Pain is transient. Obedience is
not.
“Three... Two...
One...” Choked off by my own sob, muscles tensed so hard the ties
dig in further, my heart pounding in my ears as I struggle not to
cry...
It's going to hurt so much –
God please go easy on me –
His open hand
smacks against my thigh and I moan in surprise and relief and let out
a shaky laugh even as he slaps me again...

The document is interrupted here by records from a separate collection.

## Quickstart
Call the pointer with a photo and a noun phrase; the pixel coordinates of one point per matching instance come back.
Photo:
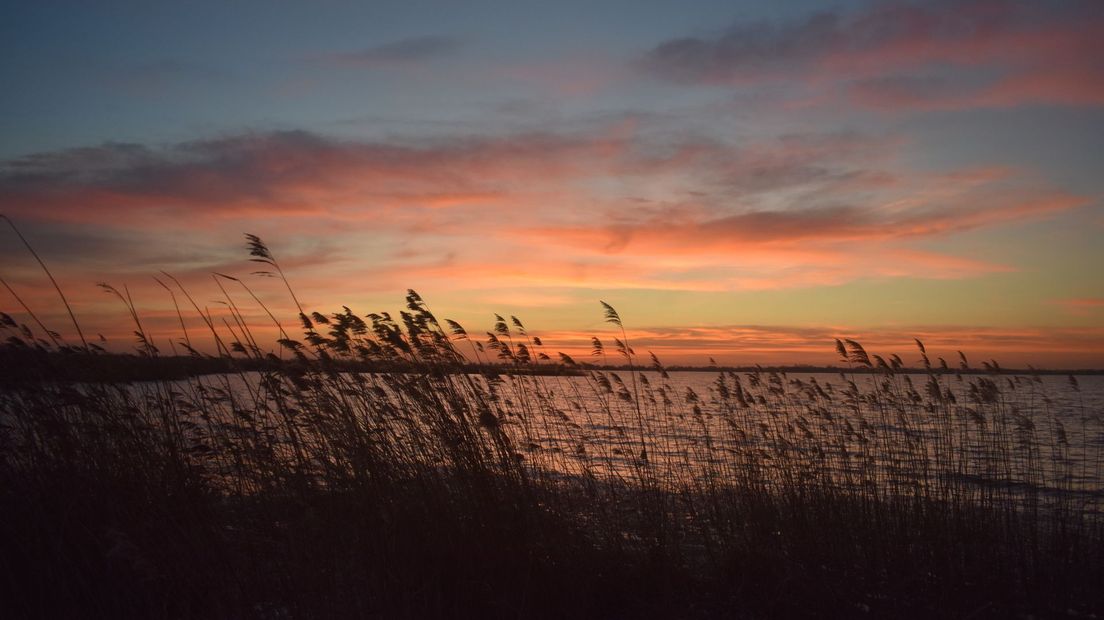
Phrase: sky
(744, 181)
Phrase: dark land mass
(20, 363)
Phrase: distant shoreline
(28, 364)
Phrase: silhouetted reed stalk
(300, 483)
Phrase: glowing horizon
(742, 182)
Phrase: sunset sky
(741, 180)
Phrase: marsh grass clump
(395, 466)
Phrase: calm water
(1035, 433)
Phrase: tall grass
(290, 487)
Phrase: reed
(289, 485)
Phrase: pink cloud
(908, 55)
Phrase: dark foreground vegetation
(304, 490)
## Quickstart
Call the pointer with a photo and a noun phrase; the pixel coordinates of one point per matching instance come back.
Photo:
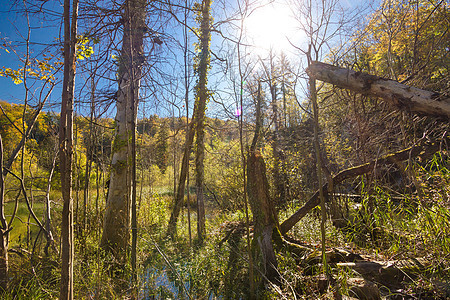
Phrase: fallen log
(391, 274)
(396, 94)
(422, 150)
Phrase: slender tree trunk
(184, 172)
(4, 230)
(313, 98)
(66, 148)
(201, 99)
(116, 229)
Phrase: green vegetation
(385, 218)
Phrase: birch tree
(66, 148)
(116, 229)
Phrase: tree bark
(172, 226)
(4, 230)
(116, 229)
(201, 99)
(264, 215)
(396, 94)
(422, 150)
(66, 148)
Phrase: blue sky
(13, 31)
(13, 28)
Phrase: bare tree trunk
(49, 234)
(4, 230)
(264, 216)
(116, 229)
(313, 98)
(66, 148)
(202, 97)
(396, 94)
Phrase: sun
(271, 27)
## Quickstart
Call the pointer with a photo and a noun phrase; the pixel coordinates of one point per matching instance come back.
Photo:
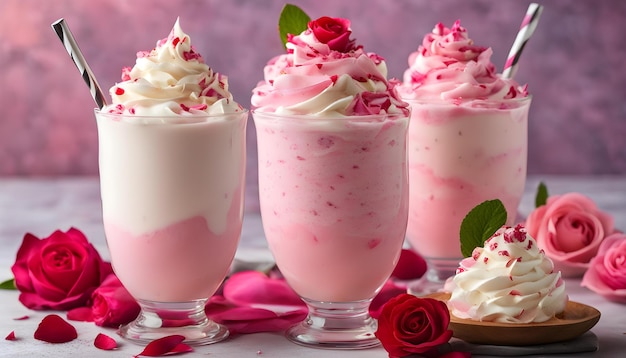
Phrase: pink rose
(59, 272)
(335, 32)
(607, 271)
(411, 325)
(111, 305)
(570, 229)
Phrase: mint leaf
(480, 223)
(542, 195)
(8, 285)
(292, 21)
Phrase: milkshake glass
(333, 181)
(460, 156)
(172, 199)
(333, 195)
(468, 143)
(172, 165)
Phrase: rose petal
(255, 287)
(11, 336)
(82, 314)
(54, 329)
(104, 342)
(163, 346)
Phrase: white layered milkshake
(172, 164)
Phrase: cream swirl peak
(510, 280)
(171, 79)
(325, 74)
(449, 66)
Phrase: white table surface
(40, 206)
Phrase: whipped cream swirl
(171, 79)
(449, 66)
(510, 280)
(313, 79)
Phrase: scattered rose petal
(253, 287)
(104, 342)
(54, 329)
(11, 336)
(166, 345)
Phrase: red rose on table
(570, 229)
(335, 32)
(111, 305)
(607, 271)
(412, 325)
(59, 272)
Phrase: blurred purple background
(575, 66)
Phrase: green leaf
(480, 223)
(8, 285)
(292, 21)
(542, 195)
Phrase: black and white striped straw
(529, 24)
(66, 37)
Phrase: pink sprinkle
(373, 243)
(11, 336)
(126, 73)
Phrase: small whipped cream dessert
(509, 280)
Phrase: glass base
(336, 325)
(160, 319)
(439, 270)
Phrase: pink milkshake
(467, 142)
(172, 164)
(332, 179)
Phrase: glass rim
(98, 111)
(311, 117)
(468, 101)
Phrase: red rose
(607, 271)
(412, 325)
(570, 229)
(335, 32)
(59, 272)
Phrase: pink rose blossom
(570, 229)
(110, 306)
(335, 32)
(59, 272)
(607, 271)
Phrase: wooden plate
(574, 321)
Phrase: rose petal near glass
(54, 329)
(104, 342)
(11, 336)
(165, 345)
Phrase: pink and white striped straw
(66, 37)
(529, 24)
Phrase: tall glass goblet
(334, 201)
(461, 154)
(172, 200)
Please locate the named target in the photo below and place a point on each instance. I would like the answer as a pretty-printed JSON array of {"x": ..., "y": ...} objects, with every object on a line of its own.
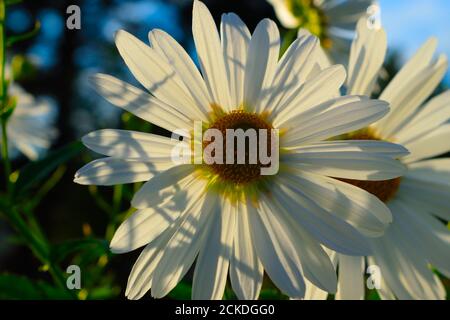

Thank you, thank you thank you thank
you...
Adrenaline and
relief rushes through me like no other drug in the world.
He
ignores the way I push my hips forward for him to touch, the
way I beg with my body for reassurance and physical contact and
tenderness.
The
way he punches my thighs is all the tenderness I can expect.
I will
take it. I love it.
In my opinion, you're doing a really good job. It's easy to relate to what you write, about both pleasure and pain.